Friday, August 29, 2014

Of privilege

I was sitting in the Old Delhi railway station waiting room when I heard cries between me. 'Hat! Hat!' screamed the woman attendant. I looked around. It was not a stray animal she was shooing out in that manner. It was a sleeping man. He woke, got up meekly and asked for permission to go to the loo before he left. 'No!' screamed the woman again.  I went cold with nervousness and guilt. My turn next, I thought, even as I knew that it would not come.

This was the 'upper class' waiting room- for passengers who have purchased a 3-tier AC ticket. The man who was being thrown out presumably had a sleeper class ticket. So did I. I too, was an interloper.

But I would not be thrown out, I knew. And I was both reassured and mortified by that. The being reassured is simple enough, the mortification needs some explanation.

See, what was the difference between me and that unlucky man? We both had sleeper tickets, we were both looking for a place to spend a few hours between trains.

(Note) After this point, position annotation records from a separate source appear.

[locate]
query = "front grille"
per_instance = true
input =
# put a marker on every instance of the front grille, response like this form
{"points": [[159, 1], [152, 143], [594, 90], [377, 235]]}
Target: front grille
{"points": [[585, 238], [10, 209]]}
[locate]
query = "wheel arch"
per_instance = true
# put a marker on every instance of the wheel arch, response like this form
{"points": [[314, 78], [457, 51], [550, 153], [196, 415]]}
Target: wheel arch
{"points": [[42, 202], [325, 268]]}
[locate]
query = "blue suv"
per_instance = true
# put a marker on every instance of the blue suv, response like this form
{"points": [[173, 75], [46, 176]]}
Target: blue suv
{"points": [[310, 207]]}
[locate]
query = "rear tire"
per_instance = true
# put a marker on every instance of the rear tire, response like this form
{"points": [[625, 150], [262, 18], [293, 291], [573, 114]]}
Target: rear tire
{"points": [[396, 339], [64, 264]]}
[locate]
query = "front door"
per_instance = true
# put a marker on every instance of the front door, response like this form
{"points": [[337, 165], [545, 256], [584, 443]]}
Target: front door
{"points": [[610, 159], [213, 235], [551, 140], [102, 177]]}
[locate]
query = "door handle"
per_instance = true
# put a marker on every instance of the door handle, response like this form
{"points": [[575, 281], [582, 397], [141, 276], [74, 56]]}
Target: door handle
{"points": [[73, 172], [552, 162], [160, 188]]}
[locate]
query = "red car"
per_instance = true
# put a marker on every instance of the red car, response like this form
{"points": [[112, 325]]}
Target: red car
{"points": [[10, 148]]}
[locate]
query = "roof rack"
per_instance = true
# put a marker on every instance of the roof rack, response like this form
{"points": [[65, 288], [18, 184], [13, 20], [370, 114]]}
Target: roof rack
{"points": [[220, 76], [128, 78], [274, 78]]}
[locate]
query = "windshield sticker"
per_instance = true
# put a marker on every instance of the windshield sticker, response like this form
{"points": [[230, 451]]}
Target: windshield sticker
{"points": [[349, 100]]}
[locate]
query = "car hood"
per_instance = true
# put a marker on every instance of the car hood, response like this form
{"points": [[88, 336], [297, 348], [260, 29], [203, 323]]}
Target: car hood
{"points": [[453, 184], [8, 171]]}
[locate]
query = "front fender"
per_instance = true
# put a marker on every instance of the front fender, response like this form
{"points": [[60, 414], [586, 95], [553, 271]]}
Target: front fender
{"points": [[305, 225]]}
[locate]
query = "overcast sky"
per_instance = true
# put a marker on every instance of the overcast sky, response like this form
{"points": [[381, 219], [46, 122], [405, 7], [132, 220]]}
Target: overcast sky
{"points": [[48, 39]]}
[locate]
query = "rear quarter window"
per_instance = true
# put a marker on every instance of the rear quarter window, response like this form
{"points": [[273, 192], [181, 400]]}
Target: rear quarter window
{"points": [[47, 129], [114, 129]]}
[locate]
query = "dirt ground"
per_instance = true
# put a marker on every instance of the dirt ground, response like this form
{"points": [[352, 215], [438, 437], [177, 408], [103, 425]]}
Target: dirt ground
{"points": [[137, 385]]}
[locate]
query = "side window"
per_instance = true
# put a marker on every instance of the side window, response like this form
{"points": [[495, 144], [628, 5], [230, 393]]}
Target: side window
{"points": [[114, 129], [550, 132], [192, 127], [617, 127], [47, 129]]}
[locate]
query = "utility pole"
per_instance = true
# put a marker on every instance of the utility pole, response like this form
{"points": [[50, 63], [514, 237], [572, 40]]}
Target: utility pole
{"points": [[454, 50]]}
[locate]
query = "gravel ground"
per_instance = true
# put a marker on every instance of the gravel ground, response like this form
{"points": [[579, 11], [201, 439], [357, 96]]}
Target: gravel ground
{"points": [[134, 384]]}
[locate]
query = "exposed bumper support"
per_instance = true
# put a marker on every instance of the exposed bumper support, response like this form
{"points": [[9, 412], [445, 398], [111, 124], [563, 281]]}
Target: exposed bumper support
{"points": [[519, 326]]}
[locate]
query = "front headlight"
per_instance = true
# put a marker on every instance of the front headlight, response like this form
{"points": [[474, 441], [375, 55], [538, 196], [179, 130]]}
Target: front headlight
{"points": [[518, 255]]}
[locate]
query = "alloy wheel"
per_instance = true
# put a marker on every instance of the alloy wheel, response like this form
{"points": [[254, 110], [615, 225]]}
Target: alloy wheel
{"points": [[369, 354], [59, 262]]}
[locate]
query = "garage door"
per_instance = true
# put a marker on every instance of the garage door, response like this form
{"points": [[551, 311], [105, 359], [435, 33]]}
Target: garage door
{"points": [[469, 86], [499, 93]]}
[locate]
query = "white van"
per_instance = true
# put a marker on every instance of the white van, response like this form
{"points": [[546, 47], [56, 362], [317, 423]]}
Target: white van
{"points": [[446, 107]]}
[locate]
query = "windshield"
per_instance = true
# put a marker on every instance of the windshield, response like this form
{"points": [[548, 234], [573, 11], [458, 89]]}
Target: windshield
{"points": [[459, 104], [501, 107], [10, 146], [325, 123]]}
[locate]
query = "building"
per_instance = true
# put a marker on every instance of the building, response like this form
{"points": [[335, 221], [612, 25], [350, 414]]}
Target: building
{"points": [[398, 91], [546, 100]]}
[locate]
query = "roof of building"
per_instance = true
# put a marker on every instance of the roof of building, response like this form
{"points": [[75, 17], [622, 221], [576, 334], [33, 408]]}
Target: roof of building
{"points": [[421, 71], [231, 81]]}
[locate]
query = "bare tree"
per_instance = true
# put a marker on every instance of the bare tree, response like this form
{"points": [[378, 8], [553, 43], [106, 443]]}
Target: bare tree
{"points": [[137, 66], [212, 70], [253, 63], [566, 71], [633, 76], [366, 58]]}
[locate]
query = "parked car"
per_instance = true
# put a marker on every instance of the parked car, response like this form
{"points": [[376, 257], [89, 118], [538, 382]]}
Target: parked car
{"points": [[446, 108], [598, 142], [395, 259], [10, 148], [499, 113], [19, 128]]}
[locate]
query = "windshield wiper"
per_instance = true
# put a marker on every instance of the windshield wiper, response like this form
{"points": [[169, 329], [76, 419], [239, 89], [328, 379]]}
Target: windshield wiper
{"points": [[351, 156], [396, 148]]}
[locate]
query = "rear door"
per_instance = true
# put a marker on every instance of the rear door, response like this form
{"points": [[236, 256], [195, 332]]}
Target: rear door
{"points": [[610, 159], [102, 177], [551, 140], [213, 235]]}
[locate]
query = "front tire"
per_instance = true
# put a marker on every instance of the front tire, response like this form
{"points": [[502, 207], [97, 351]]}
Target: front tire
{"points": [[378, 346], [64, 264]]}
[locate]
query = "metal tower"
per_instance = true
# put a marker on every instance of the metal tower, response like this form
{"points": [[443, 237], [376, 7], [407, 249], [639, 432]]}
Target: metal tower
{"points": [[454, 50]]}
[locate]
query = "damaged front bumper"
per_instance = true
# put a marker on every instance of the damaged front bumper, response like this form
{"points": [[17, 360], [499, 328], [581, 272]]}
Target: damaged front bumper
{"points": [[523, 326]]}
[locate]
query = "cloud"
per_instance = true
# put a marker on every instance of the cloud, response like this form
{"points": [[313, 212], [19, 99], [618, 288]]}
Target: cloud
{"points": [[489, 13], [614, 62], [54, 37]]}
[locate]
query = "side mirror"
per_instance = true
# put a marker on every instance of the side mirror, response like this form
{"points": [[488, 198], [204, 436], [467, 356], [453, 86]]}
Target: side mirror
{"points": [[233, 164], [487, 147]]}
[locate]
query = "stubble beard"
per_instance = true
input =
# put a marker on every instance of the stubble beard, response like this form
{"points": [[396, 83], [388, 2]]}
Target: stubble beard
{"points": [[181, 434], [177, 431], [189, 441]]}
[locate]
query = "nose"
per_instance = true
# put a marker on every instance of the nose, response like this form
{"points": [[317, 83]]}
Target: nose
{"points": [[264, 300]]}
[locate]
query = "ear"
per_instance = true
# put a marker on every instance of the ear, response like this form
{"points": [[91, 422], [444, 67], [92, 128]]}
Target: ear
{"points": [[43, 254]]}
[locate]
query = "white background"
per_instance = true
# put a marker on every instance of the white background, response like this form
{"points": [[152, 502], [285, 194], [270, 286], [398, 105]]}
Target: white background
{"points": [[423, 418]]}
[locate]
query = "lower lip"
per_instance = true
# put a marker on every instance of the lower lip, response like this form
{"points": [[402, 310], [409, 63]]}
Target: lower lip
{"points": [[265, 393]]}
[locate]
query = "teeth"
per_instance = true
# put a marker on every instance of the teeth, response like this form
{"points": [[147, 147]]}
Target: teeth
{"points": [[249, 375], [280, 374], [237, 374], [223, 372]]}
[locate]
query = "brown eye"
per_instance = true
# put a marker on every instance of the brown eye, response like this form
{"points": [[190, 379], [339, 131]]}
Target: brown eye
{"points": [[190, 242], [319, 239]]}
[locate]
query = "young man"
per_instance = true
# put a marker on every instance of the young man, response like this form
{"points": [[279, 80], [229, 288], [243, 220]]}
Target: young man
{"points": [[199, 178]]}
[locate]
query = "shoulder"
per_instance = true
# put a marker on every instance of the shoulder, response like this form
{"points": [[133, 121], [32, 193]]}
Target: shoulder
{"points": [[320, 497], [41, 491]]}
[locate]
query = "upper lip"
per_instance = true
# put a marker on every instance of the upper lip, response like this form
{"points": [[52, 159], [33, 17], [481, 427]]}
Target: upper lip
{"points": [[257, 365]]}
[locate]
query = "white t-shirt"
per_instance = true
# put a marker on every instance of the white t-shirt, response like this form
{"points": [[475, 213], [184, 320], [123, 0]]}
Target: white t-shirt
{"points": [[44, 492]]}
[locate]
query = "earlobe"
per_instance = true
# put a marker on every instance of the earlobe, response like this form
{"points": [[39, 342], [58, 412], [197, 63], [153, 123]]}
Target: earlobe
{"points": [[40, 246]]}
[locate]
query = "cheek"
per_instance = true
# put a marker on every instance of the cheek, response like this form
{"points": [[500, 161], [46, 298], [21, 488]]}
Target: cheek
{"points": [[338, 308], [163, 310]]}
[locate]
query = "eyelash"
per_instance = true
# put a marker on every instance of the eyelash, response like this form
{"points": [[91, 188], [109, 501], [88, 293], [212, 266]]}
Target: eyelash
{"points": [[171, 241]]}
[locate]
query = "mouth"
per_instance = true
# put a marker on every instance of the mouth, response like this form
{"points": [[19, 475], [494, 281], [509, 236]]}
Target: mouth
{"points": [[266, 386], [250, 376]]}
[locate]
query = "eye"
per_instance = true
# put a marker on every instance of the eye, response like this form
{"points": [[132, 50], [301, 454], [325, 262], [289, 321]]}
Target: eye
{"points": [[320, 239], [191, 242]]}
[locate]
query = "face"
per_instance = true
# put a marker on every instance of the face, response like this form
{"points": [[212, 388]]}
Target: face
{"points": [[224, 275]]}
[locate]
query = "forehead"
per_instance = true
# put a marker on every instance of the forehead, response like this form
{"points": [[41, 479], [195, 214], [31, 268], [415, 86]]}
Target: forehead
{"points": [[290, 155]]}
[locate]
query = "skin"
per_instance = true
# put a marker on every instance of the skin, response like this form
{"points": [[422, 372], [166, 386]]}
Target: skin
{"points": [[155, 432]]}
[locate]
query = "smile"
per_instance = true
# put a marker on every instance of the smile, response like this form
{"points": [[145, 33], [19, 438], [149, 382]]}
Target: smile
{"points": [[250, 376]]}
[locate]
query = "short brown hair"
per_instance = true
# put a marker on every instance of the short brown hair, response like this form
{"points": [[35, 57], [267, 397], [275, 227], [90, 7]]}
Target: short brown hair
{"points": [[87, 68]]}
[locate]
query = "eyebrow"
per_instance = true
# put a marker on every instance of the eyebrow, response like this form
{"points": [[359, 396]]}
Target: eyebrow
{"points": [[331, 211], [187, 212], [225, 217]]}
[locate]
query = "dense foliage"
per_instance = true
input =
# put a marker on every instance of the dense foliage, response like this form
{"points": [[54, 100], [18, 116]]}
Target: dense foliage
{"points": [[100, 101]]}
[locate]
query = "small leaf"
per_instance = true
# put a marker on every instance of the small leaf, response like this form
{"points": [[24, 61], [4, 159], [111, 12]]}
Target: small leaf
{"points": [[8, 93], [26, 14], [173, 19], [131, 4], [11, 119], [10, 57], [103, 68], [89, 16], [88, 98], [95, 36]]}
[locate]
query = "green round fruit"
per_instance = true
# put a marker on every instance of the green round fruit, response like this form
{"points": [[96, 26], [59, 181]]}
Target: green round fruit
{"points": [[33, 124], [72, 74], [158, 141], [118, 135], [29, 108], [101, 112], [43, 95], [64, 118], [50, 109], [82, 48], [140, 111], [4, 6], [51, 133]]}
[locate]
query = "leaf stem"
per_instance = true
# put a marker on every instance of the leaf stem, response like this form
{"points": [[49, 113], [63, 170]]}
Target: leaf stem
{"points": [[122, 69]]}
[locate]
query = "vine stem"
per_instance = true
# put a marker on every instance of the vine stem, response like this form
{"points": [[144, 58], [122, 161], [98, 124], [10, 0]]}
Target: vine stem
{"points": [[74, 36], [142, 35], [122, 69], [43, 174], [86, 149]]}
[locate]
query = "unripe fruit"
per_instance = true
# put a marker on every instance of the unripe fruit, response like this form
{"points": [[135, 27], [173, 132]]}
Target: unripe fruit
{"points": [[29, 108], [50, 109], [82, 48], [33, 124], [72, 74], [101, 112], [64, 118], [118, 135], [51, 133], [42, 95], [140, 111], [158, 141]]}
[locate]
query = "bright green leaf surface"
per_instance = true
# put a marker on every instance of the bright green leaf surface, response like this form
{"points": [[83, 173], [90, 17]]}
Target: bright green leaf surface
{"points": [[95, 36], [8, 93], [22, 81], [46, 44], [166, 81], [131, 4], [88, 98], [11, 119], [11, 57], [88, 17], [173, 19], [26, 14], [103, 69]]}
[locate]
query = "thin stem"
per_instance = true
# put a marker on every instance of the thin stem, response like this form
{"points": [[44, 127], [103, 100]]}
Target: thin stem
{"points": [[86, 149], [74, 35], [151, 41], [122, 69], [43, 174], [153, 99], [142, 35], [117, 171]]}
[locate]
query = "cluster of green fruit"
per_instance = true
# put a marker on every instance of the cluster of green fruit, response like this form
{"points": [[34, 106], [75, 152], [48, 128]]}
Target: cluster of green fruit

The difference was my being of a family of atleast four 'educated' generations, on both sides. And their being educated at that time could only happen because they were brahmins.

And today, because of them, I exude that something which makes the waiting room attendants believe that I belong in the Upper Class area. In the waiting room it was my computer. But the previous night, I was lying in my sleeper (non-AC) berth swaddled in Mian's lungi. Half-asleep, I could hear the ticket collector make his way up the compartment. He was business like to the point of being curt. 'Ticket dikhao' is all he said over and over again. And then I heard him say 'Hello Madam, your ticket please'. The three generations of brahmins apparently are visible even through a lungi.

It makes me uncomfortable, this cloak of privilege.

Disclaimer: I don't normally use my cloak. The ladies' waiting room was closed for maintenance, and the general one was shadowy and forbidding.